Well I dunno about that Will, but a splendid evening took place last night on your 450th birthday. At Bedworth Rugby Club, helping to raise funds for the 2014 Bedworth Folk Festival. Standing room only, a good sum raised by a generous audience and nine excellent floor spots preceded us doing an hour which simply flew by! Good also to see a sprinkling of people who'd supported us at The Shakespeare, turning up again for more just a week later. It was good too to finally meet up with Pete Clemons. Arnie and I had been friends with his late brother. Nigel, or "Eliak" as we knew him, was a good friend to the Rock Parrot, with and had a fabulous record collection which Pete has inherited.
The first half was taken up by Malc and Gill Gilsenan with Dave Parr, Joe Roberts, Sue Sanders,(pictured below, left), John Kearney, Claire Latham, Dave Fry, Phil Benson, and Des Patalong. With the ever cool Terry Wisdom and Jan finishing the first half. We had self-penned material, skiffle, shanties, acapella, guitar and fiddle duos, comedy and traditional. The sort of (FREE) eclecticism which makes SOME Folk Clubs so bloody marvellous. Highlights for me were the ever-improving Claire Latham. (pictured below). We had two raffles-one serious, one silly.
BPS started the second half with an impromptu a cappella tribute to Rod Felton.( seen above, left) Roddy was a good friend to local Folk Clubs, and he really GOT our material. He died recently and his funeral takes place next Tuesday. I sang the first verse and chorus of Roddy's lovely composition "Curly." before we kicked off. I reckon he'd have loved that.
And then, exactly as Roddy would have wished, it was on with the mayhem. A five piece Black Parrot Big Band were joined occasionally by Sue Sanders on Fiddle. Sue was understandably reluctant to take the stage. With several of us Big in every sense, there simply wasn't room for her. So she fiddled adeptly on "Beduff Bank", "The Septic Monkey" and one or two others, from behind a pillar. Claire Latham became the 28th musician to get an honorary Parrot membership, by adding some sensitive percussion to the already tender and lyrical "If I were a Goat." Interestingly, this song seemed to leave the Shakespeare punters in Cov. nonplussed last week.

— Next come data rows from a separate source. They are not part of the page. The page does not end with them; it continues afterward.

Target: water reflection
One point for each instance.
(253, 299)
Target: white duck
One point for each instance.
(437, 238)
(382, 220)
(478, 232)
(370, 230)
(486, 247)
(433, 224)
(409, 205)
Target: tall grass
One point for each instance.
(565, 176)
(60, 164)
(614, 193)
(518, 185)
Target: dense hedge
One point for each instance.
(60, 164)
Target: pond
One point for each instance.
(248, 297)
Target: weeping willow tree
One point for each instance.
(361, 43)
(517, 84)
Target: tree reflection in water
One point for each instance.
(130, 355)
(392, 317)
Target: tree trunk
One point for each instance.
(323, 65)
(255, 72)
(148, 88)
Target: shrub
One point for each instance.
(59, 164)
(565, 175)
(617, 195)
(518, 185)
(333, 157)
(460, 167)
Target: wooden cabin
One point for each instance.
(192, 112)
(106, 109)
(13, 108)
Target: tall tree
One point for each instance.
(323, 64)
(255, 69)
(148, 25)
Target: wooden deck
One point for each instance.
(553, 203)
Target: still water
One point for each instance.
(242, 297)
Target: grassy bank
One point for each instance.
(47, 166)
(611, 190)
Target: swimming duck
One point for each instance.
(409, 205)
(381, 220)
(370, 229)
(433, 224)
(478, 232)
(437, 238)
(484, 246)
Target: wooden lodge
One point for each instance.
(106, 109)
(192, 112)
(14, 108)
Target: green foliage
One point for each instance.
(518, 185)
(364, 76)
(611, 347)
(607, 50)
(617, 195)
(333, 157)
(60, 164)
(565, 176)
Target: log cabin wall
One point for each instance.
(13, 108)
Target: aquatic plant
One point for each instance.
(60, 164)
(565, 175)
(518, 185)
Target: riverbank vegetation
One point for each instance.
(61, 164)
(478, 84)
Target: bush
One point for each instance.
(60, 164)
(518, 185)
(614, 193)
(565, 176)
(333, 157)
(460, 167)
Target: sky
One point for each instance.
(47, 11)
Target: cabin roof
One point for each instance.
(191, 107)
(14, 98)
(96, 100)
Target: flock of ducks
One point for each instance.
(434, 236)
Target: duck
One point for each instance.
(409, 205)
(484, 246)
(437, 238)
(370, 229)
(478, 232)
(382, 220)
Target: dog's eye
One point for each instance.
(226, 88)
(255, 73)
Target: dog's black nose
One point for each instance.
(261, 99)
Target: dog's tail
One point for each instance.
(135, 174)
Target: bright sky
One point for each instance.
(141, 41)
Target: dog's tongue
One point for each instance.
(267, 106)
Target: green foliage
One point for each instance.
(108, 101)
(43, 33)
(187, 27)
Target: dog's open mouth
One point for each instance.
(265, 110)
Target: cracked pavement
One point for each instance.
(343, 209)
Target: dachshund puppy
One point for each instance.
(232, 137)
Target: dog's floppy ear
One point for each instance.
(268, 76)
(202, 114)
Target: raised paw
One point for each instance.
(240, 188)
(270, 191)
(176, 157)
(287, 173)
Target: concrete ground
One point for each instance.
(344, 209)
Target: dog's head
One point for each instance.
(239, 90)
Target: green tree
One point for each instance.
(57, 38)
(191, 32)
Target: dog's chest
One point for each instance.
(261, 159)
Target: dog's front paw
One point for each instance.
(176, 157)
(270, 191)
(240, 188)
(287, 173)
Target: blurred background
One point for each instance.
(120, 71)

We finished it amidst silence. Last night, a near capacity crowd bleated along empathetically. ( I think that's the right word).
Another personal highlight was "The Whistler". Having distributed instruments of a very low calibre amongst the audience, it is always entertaining for a performer out front to see and hear their attempts to toot in the right place, and to take on the instrumental verse when we hand it over to the. It never, ever gets any better than dire, and that's the way we like it. It creases me up.
Other songs included our own "Gravy Train" The Odeon " and "Down Our Street." With all choruses echoed enthusiastically. Dave got took short during the intro to "Albert Balls" but he managed to return from the Conveniences just in time to do some windmill guitar during the verses. Just to prove we could be semi-serious, we also did " All Over Now" and " Lakes of Ponchartrain."
We finished (as we normally do nowadays) with " What a Folking Liberty," the saucy chorus courageously and skilfully negotiated by a ribald audience. For an encore, we sent them home misty-eyed with " Need Your Love So Bad." Though I say it myself, following up all that tomfoolery with a bluesy love song, one written in the 1950's and later arranged to a waltz time, was a masterstroke.